版本: lightgbm:4.5.0.99 ubuntu:24 python:3.10 cuda:12.2 gpu:2080ti 12gb
错误: [flaml.automl.logger: 11-15 12:16:27] {1739} INFO - Evaluation method: cv [flaml.automl.logger: 11-15 12:16:27] {1838} INFO - Minimizing error metric: 1-accuracy [flaml.automl.logger: 11-15 12:16:27] {1955} INFO - List of ML learners in AutoML Run: ['gpulgbm'] [flaml.automl.logger: 11-15 12:16:27] {2258} INFO - iteration 0, current learner gpulgbm [flaml.automl.logger: 11-15 12:16:29] {2393} INFO - Estimated sufficient time budget=19567s. Estimated necessary time budget=20s. [flaml.automl.logger: 11-15 12:16:29] {2442} INFO - at 3.5s, estimator gpulgbm's best error=0.2830, best estimator gpulgbm's best error=0.2830 [flaml.automl.logger: 11-15 12:16:29] {2258} INFO - iteration 1, current learner gpulgbm [flaml.automl.logger: 11-15 12:16:31] {2442} INFO - at 5.1s, estimator gpulgbm's best error=0.2830, best estimator gpulgbm's best error=0.2830 [flaml.automl.logger: 11-15 12:16:31] {2258} INFO - iteration 2, current learner gpulgbm [LightGBM] [Fatal] [CUDA] an illegal memory access was encountered /home/yuhr/桌面/LightGBM/src/treelearner/cuda/cuda_data_partition.cu 987
[LightGBM] [Fatal] [CUDA] an illegal memory access was encountered /home/yuhr/桌面/LightGBM/src/io/cuda/cuda_tree.cpp 37
terminate called after throwing an instance of 'std::runtime_error' what(): [CUDA] an illegal memory access was encountered /home/yuhr/桌面/LightGBM/src/io/cuda/cuda_tree.cpp 37
I'm running the examples " from sklearn.datasets import make_regression from sklearn.model_selection import train_test_split import lightgbm as lgbm X,y = make_regression(n_samples=4000000, n_features=50) X_train, X_test, y_train, y_test = train_test_split(X, y, test_size=0.25) model = lgbm.LGBMRegressor(device="cuda", max_bin=300) model.fit(X_train, y_train) " in a server with gpu and cuda currently.
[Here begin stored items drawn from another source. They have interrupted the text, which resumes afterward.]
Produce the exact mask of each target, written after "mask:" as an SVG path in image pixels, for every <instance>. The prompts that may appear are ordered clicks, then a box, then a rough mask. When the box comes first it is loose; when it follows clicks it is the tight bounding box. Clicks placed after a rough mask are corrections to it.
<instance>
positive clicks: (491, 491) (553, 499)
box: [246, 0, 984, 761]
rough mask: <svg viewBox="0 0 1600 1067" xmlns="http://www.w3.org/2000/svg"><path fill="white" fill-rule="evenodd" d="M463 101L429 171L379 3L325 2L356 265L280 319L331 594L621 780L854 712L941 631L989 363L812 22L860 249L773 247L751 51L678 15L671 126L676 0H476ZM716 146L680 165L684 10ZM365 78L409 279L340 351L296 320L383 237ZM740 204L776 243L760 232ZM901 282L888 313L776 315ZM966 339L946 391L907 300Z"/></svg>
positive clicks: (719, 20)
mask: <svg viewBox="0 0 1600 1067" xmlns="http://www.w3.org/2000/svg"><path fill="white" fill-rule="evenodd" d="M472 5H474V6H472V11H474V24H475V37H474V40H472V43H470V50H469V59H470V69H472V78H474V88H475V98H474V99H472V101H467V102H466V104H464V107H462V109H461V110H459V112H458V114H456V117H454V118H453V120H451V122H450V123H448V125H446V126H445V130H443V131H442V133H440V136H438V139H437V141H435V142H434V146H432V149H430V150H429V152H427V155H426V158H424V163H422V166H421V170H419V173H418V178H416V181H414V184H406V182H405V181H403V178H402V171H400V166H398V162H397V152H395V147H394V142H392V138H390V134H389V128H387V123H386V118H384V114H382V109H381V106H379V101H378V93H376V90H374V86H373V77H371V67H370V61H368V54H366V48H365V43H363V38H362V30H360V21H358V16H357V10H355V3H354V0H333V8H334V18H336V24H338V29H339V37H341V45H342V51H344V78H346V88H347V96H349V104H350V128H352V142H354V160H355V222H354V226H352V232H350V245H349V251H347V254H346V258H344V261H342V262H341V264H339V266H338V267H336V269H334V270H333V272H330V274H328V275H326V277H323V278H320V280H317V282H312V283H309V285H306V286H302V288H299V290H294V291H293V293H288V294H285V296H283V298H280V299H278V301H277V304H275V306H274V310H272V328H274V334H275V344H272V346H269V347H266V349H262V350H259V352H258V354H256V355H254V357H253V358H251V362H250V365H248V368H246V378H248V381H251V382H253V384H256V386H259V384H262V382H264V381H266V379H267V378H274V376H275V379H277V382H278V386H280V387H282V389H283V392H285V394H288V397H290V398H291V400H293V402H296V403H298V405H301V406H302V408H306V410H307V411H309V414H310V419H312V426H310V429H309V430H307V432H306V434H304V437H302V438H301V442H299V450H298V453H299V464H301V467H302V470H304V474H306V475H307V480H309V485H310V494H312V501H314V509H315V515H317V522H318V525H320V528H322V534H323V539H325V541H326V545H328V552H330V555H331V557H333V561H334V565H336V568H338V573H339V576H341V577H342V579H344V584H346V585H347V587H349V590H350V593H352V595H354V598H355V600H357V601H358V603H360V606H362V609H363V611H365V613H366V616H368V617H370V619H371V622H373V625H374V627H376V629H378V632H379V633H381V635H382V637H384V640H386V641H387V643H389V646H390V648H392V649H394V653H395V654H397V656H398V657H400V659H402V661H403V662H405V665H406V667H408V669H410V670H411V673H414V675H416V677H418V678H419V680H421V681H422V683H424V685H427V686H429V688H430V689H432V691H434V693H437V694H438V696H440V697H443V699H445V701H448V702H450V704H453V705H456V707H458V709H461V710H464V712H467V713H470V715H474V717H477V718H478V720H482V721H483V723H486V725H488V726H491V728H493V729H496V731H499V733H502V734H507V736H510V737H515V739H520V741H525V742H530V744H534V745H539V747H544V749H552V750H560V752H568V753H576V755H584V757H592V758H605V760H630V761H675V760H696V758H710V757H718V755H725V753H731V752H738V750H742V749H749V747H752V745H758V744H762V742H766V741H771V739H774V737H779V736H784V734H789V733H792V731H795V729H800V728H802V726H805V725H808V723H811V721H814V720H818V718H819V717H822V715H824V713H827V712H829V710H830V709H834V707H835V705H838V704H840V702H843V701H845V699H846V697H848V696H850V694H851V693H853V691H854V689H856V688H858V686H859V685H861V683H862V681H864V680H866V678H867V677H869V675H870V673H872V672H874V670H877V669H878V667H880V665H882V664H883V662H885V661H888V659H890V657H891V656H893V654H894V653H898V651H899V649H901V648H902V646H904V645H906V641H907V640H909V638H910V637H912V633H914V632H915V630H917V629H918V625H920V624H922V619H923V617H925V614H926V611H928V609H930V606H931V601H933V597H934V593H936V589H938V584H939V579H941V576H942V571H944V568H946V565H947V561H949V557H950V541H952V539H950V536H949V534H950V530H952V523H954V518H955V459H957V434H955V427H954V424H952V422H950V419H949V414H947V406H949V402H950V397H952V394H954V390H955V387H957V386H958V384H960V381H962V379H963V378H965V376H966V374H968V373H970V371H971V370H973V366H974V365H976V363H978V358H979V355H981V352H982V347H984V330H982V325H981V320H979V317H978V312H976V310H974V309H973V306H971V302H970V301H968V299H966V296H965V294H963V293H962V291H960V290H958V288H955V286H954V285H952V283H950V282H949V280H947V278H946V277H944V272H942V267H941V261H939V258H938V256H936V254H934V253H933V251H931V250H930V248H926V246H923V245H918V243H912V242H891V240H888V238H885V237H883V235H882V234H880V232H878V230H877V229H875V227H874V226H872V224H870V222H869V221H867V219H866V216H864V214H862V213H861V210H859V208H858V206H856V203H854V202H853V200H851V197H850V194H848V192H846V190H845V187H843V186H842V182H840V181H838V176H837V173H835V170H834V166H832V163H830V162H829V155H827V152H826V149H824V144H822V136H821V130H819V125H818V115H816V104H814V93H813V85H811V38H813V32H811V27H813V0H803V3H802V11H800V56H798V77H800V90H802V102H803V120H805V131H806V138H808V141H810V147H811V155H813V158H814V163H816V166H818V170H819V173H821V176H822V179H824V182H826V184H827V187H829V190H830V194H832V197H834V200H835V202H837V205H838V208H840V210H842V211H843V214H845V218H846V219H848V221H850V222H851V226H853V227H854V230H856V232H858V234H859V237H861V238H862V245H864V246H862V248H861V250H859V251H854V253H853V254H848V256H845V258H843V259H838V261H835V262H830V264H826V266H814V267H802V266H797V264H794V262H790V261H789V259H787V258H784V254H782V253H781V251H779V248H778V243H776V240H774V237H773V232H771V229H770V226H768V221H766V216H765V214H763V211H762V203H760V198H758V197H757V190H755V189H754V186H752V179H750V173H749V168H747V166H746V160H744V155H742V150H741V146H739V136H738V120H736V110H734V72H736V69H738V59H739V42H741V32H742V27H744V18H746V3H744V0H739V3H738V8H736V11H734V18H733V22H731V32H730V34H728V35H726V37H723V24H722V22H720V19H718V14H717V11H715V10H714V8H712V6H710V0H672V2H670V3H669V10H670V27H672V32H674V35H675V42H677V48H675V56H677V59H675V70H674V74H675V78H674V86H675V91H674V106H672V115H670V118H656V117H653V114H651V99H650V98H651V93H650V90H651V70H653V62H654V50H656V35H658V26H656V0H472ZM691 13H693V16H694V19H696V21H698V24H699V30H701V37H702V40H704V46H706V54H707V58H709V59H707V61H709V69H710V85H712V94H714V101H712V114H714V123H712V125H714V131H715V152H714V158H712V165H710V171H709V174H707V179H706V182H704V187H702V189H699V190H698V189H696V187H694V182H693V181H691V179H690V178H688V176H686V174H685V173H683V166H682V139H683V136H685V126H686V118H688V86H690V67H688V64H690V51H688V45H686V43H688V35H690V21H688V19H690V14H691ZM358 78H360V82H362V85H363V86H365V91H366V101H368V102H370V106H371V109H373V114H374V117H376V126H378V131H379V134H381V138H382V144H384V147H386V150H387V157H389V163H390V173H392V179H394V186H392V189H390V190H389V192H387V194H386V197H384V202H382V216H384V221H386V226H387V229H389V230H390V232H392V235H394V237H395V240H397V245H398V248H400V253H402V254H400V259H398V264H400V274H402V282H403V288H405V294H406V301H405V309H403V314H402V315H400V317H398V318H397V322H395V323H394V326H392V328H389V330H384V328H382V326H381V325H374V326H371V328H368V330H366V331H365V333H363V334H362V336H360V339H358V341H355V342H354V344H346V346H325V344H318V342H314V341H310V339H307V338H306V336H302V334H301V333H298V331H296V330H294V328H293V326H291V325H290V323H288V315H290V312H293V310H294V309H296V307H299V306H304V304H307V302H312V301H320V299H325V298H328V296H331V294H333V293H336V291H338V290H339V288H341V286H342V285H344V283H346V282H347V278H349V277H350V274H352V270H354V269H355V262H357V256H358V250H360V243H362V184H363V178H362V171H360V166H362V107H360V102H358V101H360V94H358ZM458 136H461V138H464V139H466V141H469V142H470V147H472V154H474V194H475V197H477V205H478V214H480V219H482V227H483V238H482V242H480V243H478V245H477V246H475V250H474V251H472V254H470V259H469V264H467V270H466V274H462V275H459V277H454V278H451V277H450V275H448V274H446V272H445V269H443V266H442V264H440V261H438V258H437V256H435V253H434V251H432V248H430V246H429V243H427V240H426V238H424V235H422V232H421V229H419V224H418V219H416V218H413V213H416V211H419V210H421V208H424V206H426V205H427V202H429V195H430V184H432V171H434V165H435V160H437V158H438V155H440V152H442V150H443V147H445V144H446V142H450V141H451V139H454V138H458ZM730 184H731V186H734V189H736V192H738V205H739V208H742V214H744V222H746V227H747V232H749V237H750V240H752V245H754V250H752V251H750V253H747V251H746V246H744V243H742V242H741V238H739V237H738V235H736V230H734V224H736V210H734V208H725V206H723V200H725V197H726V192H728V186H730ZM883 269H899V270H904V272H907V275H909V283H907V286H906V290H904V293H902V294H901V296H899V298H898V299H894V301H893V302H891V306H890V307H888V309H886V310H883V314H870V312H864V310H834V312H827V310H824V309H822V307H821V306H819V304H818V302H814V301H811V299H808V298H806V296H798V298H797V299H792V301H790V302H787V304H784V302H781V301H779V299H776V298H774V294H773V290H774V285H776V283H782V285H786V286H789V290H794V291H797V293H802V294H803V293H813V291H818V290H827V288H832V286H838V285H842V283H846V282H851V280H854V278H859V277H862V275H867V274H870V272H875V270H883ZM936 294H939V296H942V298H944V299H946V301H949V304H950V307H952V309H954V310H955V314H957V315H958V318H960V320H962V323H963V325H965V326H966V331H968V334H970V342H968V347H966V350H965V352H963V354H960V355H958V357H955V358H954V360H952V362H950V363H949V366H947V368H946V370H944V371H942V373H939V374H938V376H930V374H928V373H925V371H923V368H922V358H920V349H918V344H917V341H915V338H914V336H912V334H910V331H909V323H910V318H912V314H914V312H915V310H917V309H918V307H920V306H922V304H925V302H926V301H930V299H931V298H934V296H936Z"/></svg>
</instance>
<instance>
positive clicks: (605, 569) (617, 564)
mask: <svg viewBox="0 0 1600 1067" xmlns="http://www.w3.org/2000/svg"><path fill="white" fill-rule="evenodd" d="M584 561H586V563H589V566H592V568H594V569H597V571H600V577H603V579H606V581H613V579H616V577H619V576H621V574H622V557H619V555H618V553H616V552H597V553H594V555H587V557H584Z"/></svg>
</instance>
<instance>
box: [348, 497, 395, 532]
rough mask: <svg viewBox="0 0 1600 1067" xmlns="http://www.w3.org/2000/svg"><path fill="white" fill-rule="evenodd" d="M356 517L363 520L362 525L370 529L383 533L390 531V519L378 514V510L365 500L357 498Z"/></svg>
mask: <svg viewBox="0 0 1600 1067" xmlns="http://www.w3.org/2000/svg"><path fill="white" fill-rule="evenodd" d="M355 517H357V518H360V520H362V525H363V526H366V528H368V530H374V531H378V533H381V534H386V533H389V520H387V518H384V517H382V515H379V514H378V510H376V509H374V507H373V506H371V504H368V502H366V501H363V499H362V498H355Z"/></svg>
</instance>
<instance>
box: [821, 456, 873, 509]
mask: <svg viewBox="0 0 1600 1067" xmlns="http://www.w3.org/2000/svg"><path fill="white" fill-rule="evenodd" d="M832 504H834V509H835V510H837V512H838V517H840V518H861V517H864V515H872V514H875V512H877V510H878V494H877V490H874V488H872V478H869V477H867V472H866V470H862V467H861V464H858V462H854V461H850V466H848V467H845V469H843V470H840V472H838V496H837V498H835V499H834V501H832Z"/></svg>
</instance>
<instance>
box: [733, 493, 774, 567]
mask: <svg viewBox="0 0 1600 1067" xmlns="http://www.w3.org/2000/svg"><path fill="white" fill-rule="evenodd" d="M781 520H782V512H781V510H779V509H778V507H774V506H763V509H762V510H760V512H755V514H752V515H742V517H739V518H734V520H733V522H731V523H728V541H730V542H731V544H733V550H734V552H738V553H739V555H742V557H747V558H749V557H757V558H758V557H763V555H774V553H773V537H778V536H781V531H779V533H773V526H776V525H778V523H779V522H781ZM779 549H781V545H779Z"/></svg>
I will try to locate and solve this problem in the near future.
Thanks for reporting this issue. With large max bin values, kernels constructing histogram using global memory may be used, which has not been tested heavily. I'm debugging this.
I've identified the root of this issue. I will create a PR to fix this soon.
I didn't find a related PR - maybe it's not created yet? Could you provide any guidance on how we might address this issue at the moment?
I've identified the root of this issue. I will create a PR to fix this soon.
@shiyu1994 is this issue addressed in any of the open PRs?
If not, could you please put up a fix? Or if you don't have time, could you describe the problem in enough detail here that someone else could try to put up a fix?